The other end of the spectrum from Deserted and Childless in our Isaiah reading is Happily Married. Isaiah predicts for the people of Israel a time when God will be so near to them that they are like a happily married couple. You know the sort, that finishes each others’ sentences, that knows when to give each other a bit of space, that loves each other unconditionally, even when provoked and grumpy. This does not mean that you have to be happily married to enter the kingdom of heaven. No no no. It refers to a type of loving relationship that we can have with God if we let God in, and that means letting other people in.

Churches have often been very much centred around the family, and single people and people without children have often felt like they just didn’t fit in. But we don’t need to have our neat and tidy family along the pew next to us to belong to the kingdom of heaven. I haven’t got a neat and tidy family anyway, mine are challenging and all over the place at times. It’s people outside the church who are quick to look at the family life of Christians, and say, ooh look, the pastor’s teenage daughter is pregnant, what sort of an upbringing must she have had? The pastor must be a hypocrite.

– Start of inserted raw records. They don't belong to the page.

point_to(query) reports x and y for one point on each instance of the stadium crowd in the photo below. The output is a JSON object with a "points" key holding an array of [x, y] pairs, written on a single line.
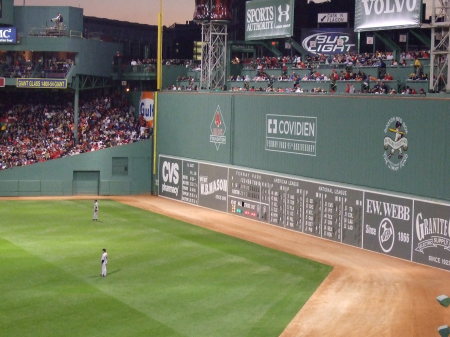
{"points": [[322, 68], [31, 133]]}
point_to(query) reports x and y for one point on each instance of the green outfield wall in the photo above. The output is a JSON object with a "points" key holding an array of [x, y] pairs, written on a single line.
{"points": [[119, 170], [399, 144]]}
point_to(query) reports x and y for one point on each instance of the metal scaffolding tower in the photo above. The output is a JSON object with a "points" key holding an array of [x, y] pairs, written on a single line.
{"points": [[440, 46], [214, 52]]}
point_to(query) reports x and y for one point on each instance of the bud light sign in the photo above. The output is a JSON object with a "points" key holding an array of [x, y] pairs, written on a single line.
{"points": [[8, 35], [147, 107], [328, 41]]}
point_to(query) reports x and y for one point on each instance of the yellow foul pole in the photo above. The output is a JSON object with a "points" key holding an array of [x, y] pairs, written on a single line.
{"points": [[158, 85], [159, 52]]}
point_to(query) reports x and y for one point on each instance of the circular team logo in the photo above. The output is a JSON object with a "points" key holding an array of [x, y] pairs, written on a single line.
{"points": [[395, 143], [386, 235]]}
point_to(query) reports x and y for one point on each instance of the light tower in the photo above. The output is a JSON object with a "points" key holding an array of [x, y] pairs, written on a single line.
{"points": [[214, 16], [440, 46]]}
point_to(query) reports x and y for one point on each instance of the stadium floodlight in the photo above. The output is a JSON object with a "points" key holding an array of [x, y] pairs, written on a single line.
{"points": [[443, 300], [443, 330]]}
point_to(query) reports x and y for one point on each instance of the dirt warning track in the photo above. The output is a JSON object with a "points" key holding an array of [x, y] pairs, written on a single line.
{"points": [[366, 294]]}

No, the pastor is a human being, and so is her daughter. I’ve found that when I first meet people outside the church, and tell them I am a minister, they can be a bit inclined to sit up straighter, try visibly to not swear, and look a bit uncomfortable. But if I give them a bit of my story, such as saying that I was divorced, or a single mum for some time, they relax, knowing that my life has not been (and still isn’t, I might add) squeaky clean. As if such things matter. What matters is loving God, following Jesus, and showing others Jesus’ love.

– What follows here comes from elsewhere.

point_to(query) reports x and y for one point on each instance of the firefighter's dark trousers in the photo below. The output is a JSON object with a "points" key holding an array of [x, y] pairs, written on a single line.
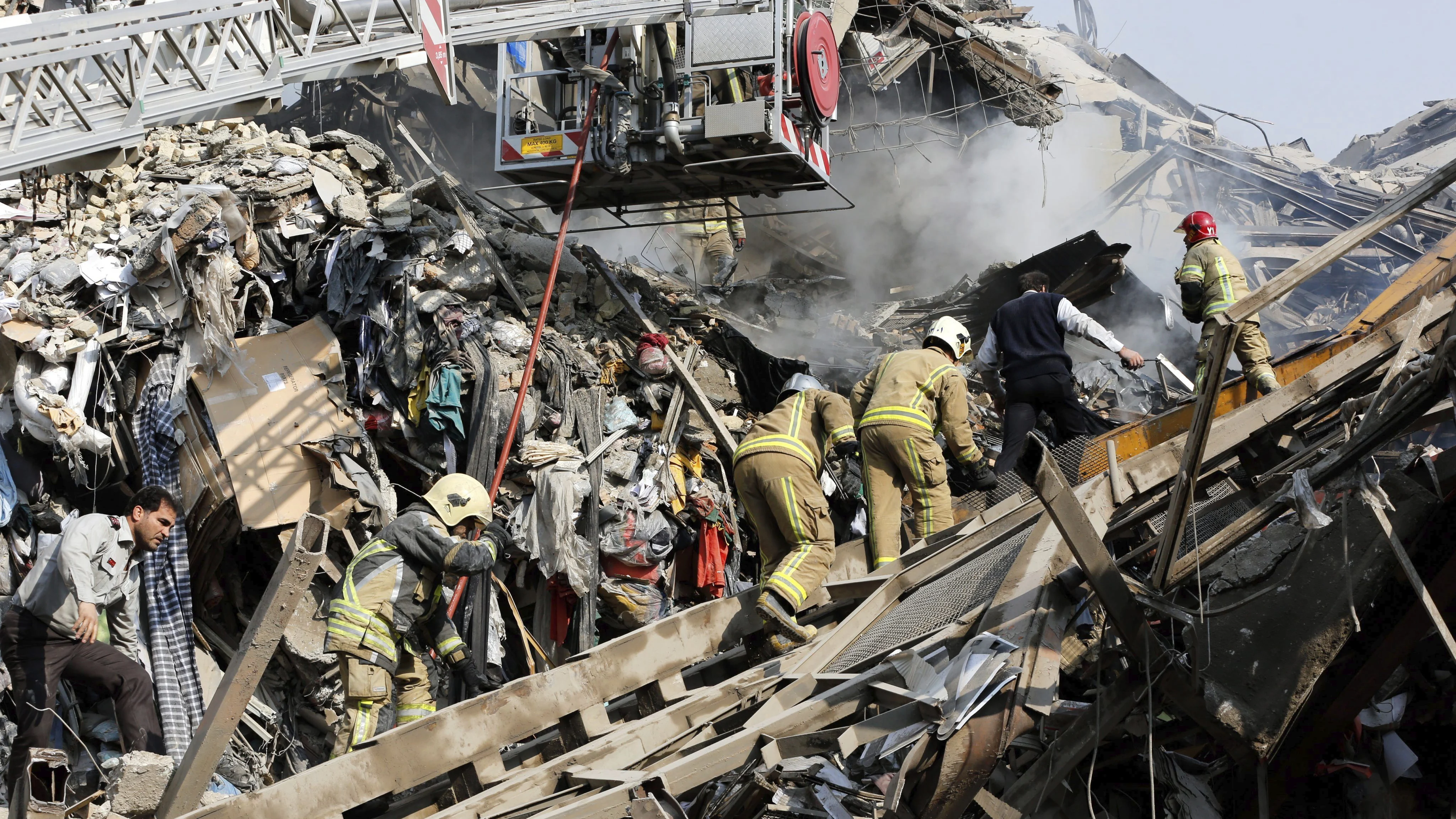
{"points": [[40, 659]]}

Today’s Gospel is the great story of the wedding at Cana, often used to illustrate how much God values marriage, by showing us Jesus’ first miracle in the setting of a wedding. In the Jewish society Jesus lived in, marriage was very important, but it’s the hospitality side of the wedding feast that is the main point of this miracle story. The wedding had taken place, the couple were legally married and would still have been if the wine had run out. But providing generous hospitality was a high value in the prevailing culture. The hosts would have lost face, reputation, and community standing if they had run out of wine.

Let’s look again at what Jesus did. He took water that was used for purification rites, and transformed it into wonderful wine. We use the phrase in the prayer book, ‘making ritual water Gospel wine, cleansing all our worship.’ Here we see the water of a religious ritual, something that was required, a legality, if you like, being transformed into something wonderful, rich and intoxicating, and having a different effect on us. We must allow God to transform our rituals from being a long tall drink of water, to the heady richness of wine, allowing the Holy Spirit to transform us.

I hope there’s no cop breathalysing us on the way home today…

Only then when the Holy Spirit’s power is transforming us, does it ‘cleanse all our worship’. And that doesn’t just mean the part of our lives that is Sunday mornings. All our lives can be lived as worship, every relationship, every encounter, as we see the face of Jesus in all those we meet. Then the marriage metaphor can be fulfilled, that we are joined into the kingdom of heaven, as in a happy marriage!